Kerrigan’s medication, Revlimid, has 96 patents, according to the advocacy group IMAK.

Bristol Myers Squibb declined an interview but gave a statement that says prices are based on the value medicines deliver, scientific innovation and other economic factors such as the investment in developing drugs.

Its statement: “We take great care to price our medicines based on the value they deliver, the scientific innovation they represent, economic factors that impact healthcare systems’ capacity to provide appropriate, rapid and sustainable access to patients, and the investment necessary to develop them.  It is important to consider the total cost of care and the many factors that go into the price of a treatment. Pricing should be put in the context of the value, or benefit, the medicine delivers to patients, healthcare systems and society overall.”

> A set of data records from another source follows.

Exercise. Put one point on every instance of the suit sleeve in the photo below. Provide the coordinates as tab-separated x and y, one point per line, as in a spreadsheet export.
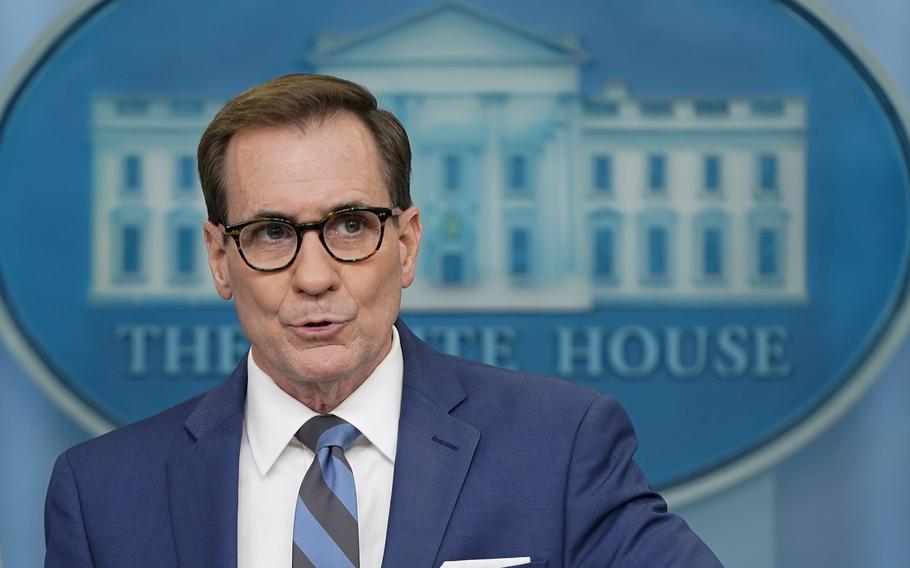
64	529
613	518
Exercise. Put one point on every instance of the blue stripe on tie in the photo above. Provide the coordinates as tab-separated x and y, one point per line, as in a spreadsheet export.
340	480
311	538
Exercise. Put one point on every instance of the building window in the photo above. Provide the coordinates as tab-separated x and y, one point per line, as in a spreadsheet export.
131	250
132	107
656	247
186	173
521	252
657	253
603	174
770	107
711	230
713	253
711	108
518	173
604	254
768	246
767	173
132	172
767	254
187	107
185	254
712	174
659	108
452	172
452	268
657	173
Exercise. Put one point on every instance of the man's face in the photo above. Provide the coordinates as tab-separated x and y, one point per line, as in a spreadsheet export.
319	320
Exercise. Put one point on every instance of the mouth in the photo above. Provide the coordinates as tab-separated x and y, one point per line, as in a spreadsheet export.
317	328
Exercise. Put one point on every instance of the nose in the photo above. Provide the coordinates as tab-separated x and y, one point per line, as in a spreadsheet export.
315	272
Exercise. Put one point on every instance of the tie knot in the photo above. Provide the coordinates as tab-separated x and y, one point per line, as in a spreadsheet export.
327	430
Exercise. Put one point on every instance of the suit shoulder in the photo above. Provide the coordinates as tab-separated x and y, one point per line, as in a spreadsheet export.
523	388
156	432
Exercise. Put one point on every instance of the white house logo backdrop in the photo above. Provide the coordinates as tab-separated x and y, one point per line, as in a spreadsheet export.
699	207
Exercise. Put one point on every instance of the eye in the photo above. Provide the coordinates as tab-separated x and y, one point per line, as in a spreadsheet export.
275	231
351	225
268	232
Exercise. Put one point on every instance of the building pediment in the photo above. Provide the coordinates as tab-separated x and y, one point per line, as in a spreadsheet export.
447	33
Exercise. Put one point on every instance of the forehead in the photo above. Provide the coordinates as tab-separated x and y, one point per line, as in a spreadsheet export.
303	172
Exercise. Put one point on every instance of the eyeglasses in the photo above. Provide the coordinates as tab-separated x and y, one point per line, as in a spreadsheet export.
349	235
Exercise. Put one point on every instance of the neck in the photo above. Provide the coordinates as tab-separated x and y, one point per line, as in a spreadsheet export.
320	397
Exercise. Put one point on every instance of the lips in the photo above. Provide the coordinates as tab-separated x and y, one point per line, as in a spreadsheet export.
317	326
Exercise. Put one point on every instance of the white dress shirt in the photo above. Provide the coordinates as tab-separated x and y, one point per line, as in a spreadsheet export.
273	462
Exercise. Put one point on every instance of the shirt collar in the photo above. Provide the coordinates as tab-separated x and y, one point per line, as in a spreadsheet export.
273	416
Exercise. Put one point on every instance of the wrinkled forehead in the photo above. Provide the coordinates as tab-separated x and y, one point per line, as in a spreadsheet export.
303	171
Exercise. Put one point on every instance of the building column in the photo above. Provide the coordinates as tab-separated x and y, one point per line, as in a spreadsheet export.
491	254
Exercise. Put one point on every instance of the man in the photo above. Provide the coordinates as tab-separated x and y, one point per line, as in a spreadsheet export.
342	439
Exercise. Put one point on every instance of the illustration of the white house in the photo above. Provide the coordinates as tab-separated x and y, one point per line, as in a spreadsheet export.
534	194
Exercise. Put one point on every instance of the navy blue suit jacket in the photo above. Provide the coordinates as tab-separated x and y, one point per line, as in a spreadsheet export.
491	463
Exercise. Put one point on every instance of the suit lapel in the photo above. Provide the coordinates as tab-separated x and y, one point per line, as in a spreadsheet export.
434	454
203	478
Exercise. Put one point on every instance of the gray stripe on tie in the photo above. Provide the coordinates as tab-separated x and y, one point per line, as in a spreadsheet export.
331	513
339	453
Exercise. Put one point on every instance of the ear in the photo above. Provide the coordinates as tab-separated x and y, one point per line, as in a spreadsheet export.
409	232
216	245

But Revlimid is generating profit in Europe, even though it costs less than half of what it does in the U.S. Former Celgene CEO Mark Alles testified to that before Congress last year.

In that testimony, Rep. Gerry Connolly, a Democrat from Virginia, asked, “Do you make a profit on that drug in your sales in Europe, or is it a loss leader?”

“We do make a profit on the drug in the aggregate European Union,” Alles said.

“OK, so I guess that capitalism my friend Ms. (N.C. Rep. Virginia) Foxx was just talking about is alive and well in Europe,” Connolly said.

A spokesperson for the trade association Pharma says Americans will lose access to valuable drugs if the U.S. adopts a system like Germany’s, which pegs drug prices to their value. She says it would hurt innovation.

Kesselheim’s response?

“That’s a very common talking point, but there isn’t a lot of truth behind it,” he said.

Kesselheim argues concerns about lost innovation are overblown, in part because our current system encourages companies to spend a lot of money developing drugs with little additional clinical value just to fend off generic competition. That’s money that could be redirected to more innovative products.

And, he says, it would make drugs more affordable for Americans.